TransDiffSBDD: Causality-Aware Multi-Modal Structure-Based Drug Design

TL;DR

TransDiffSBDD addresses the dual challenges of multi-modal structure-based drug design by integrating an autoregressive transformer for discrete graph information with a diffusion model for continuous 3D coordinates. It introduces hybrid-modal sequences that preserve causality between protein pockets and ligand structures, and an integrated GPT-like backbone with a diffusion head to generate SMILES and coordinates in a coherent autoregressive workflow. Training combines a joint token- and coordinate-focused loss with reinforcement learning fine-tuning and data augmentation, achieving state-of-the-art results on CrossDocked2020 with high multi-property optimization (MPO) performance. The approach demonstrates strong practical potential for drug design by leveraging causal-aware multi-modal generation, though it faces limitations related to data scarcity for 3D equilibrium distributions, time-resolved binding dynamics, and interpretability. Overall, TransDiffSBDD offers a principled framework for principled multi-modal SBDD with notable gains in docking performance and ligand diversity.

Abstract

Structure-based drug design (SBDD) is a critical task in drug discovery, requiring the generation of molecular information across two distinct modalities: discrete molecular graphs and continuous 3D coordinates. However, existing SBDD methods often overlook two key challenges: (1) the multi-modal nature of this task and (2) the causal relationship between these modalities, limiting their plausibility and performance.
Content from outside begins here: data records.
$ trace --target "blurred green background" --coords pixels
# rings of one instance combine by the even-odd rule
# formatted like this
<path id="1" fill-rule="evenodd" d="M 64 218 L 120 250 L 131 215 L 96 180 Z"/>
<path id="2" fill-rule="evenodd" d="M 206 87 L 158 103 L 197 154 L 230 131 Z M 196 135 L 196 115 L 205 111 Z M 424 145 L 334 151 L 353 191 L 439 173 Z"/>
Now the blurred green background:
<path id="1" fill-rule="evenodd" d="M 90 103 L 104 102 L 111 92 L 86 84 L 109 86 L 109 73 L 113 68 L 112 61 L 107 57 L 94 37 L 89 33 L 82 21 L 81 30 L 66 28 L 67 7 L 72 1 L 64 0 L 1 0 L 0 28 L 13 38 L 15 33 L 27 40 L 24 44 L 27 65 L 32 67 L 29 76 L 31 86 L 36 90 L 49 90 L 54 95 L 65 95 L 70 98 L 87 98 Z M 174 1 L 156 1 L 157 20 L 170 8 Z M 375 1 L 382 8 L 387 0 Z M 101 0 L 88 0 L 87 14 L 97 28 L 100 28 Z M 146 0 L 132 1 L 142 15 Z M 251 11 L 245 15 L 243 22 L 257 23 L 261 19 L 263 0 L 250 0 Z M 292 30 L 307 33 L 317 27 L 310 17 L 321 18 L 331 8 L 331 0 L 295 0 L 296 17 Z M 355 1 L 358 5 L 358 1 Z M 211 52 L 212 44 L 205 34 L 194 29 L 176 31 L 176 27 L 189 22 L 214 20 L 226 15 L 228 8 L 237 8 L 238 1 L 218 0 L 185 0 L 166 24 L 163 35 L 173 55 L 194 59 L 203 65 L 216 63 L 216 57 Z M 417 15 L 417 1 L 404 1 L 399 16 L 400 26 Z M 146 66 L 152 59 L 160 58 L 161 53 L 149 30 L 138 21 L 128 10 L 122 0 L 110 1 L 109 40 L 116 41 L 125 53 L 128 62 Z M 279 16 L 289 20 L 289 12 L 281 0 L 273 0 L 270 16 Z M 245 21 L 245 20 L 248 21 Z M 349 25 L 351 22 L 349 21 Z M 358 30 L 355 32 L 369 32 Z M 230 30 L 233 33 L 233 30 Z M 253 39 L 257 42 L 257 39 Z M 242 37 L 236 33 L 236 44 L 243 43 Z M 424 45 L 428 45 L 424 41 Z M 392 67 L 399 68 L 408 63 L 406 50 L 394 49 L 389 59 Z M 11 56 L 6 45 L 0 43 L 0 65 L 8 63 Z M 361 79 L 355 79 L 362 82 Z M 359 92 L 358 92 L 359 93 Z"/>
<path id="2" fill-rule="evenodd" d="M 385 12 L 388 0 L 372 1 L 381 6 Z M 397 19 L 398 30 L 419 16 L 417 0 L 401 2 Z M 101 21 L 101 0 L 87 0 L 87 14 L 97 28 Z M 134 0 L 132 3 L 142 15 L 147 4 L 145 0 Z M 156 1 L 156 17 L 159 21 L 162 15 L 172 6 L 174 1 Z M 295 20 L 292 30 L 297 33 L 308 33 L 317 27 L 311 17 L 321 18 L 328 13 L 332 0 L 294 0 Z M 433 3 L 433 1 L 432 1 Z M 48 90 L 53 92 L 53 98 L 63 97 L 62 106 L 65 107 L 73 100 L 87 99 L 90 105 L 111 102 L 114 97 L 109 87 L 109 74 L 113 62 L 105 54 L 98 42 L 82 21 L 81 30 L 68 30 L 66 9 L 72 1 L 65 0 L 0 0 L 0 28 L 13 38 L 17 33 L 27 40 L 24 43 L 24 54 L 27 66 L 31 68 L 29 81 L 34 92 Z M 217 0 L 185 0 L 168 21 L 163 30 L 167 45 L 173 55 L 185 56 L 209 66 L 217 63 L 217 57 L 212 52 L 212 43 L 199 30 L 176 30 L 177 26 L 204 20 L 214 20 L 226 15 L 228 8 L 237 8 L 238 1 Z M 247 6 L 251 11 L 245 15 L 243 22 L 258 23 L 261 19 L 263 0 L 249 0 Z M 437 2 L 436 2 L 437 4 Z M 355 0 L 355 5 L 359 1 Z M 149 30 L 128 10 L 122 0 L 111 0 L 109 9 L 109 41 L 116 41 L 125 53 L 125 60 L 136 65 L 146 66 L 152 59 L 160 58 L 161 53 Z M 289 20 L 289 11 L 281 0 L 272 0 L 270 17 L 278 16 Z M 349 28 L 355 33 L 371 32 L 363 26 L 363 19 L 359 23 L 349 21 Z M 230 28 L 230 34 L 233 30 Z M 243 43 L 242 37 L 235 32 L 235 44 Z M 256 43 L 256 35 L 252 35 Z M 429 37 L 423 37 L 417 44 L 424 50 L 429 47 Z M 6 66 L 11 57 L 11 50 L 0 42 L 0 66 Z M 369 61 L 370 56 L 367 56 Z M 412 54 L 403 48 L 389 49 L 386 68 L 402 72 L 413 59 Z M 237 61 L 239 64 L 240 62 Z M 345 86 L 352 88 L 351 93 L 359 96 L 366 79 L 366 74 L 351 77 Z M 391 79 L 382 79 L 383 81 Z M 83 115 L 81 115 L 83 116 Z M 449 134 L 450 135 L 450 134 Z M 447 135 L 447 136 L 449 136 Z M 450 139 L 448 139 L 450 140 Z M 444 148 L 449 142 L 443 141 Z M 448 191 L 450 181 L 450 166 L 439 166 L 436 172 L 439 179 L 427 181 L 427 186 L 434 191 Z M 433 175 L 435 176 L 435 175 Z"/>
To address both challenges, we propose TransDiffSBDD, an integrated framework combining autoregressive transformers and diffusion models for SBDD. Specifically, the autoregressive transformer models discrete molecular information, while the diffusion model samples continuous distributions, effectively resolving the first challenge. To address the second challenge, we design a hybrid-modal sequence for protein-ligand complexes that explicitly respects the causality between modalities. Experiments on the CrossDocked2020 benchmark demonstrate that TransDiffSBDD outperforms existing baselines.

Figures (3)

• Figure 1: Overview of the TransDiffSBDD framework. (a) This figure illustrates the hybrid-modal sequence for a protein-ligand complex, where discrete tokens are marked in yellow, continuous 3D coordinates are marked in blue, and the connections indicate the correspondence between atoms and their coordinates. The sequence consists of alternating atomic and coordinate information for the protein structure, followed by the ligand's discrete graph information represented as SMILES and its 3D coordinate information. (b) This diagram depicts the integrated model of autoregressive transformer and diffusion, where components dedicated to discrete tokens are marked in yellow, components specialized for continuous 3D coordinates are marked in blue, and shared modeling components are marked in green. Specifically, when the output is 3D coordinates, the output vector from the transformer layers serves as conditional information for the diffusion MLP.
• Figure 2: Case study on protein target 1R1H: structures and binding poses of ligands.
• Figure 3: Case study on protein target 4PXZ: structures and binding poses of ligands.